I've been so frustrated with my seat clamp slipping that I cut some small strips of interior tube and placed it betweent the cones. So far it's holding up. Worst cast scenario is I'd have it welded in place. haha. It's a shame though because it's really working smoothly.


----------



## oTeMpLo (Sep 5, 2009)

Will Hilo-s head (design) be changed prior "real" shipings in europe?!
As it has problems.
It was announced for march, but did not arrive in shops?!...
any news?!


----------



## pcbikeguy (Jul 9, 2010)

The Finish Line fiber coating seems to have worked. No slippage yet. The post worked great on two rides this week. I really enjoy riding with it.


----------



## Piker (Sep 18, 2005)

ended up stripping the fiber grip out of the system and using a small file, roughed the surfaces up a bit. Did it back up and no more slippage. In my opinion the fiber grip made it worse...


----------



## y0bailey (Dec 19, 2006)

The key is lubing your bolt, using some carbon fiber paste, and torquing to spec. You can torque the living **** out of this thing. Once I used a torque wrench and realized how tight you can take it nothing will move again.


----------



## trumpus (Jul 21, 2009)

So, I feel like I am generally a pretty smart guy, but for some reason (and that reason is that X-Fusion's setup guide and "instruction manual" are sparse and lack actual words), I am having a hard time setting the remote level on my HiLo!

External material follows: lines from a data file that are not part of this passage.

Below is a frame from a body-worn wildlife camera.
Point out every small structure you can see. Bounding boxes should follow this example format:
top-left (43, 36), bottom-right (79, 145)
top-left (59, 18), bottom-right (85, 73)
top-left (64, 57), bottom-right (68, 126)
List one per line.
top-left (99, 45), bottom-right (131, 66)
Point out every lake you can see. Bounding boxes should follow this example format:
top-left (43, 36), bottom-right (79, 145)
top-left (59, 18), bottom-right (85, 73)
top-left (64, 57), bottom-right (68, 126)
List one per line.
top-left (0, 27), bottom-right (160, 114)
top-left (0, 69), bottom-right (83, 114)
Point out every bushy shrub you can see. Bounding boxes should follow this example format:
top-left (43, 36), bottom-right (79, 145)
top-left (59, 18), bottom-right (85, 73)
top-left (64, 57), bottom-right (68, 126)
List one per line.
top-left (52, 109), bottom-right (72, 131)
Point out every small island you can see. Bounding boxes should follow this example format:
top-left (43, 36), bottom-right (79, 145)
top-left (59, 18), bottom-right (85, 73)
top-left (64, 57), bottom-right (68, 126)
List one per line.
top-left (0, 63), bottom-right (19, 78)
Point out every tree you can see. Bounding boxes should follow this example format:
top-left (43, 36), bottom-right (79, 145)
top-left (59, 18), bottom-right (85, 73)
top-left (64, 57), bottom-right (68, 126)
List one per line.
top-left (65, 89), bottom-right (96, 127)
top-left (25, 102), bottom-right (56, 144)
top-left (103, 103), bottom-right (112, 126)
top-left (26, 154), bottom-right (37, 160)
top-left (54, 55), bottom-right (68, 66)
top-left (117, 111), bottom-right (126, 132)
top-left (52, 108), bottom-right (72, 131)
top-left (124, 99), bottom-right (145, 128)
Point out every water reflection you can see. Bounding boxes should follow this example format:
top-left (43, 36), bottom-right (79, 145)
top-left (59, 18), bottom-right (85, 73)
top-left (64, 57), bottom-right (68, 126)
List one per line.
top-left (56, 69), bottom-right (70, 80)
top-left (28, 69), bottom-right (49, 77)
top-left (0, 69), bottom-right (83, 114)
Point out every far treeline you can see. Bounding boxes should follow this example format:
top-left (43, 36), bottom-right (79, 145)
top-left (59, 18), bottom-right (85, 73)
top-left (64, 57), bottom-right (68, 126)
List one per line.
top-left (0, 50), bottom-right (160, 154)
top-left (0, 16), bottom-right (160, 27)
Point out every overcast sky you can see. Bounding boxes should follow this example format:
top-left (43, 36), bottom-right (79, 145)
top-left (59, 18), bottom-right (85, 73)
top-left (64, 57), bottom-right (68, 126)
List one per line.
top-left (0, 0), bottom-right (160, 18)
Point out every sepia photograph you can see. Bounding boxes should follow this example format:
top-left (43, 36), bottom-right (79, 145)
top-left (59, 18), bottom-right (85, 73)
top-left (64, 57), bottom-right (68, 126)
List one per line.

My frustrations started when I couldn't find what I thought was a second silver "noodle" as depicted on the setup guide - after getting frustrated and packing it in for the night, I ended up referring to the picture on the X-fusion site, which showed the spring/coil thing rather than the silver tube going over the top of the post.

...so I decided to give it another go, but got frustrated again when I tried to follow the pictures but for some reason, could not find what to do with the little rubber tube that looks like a penis? This is not depicted in the setup guide drawing or the instruction card, and I can't seem to find it in any pictures on the net.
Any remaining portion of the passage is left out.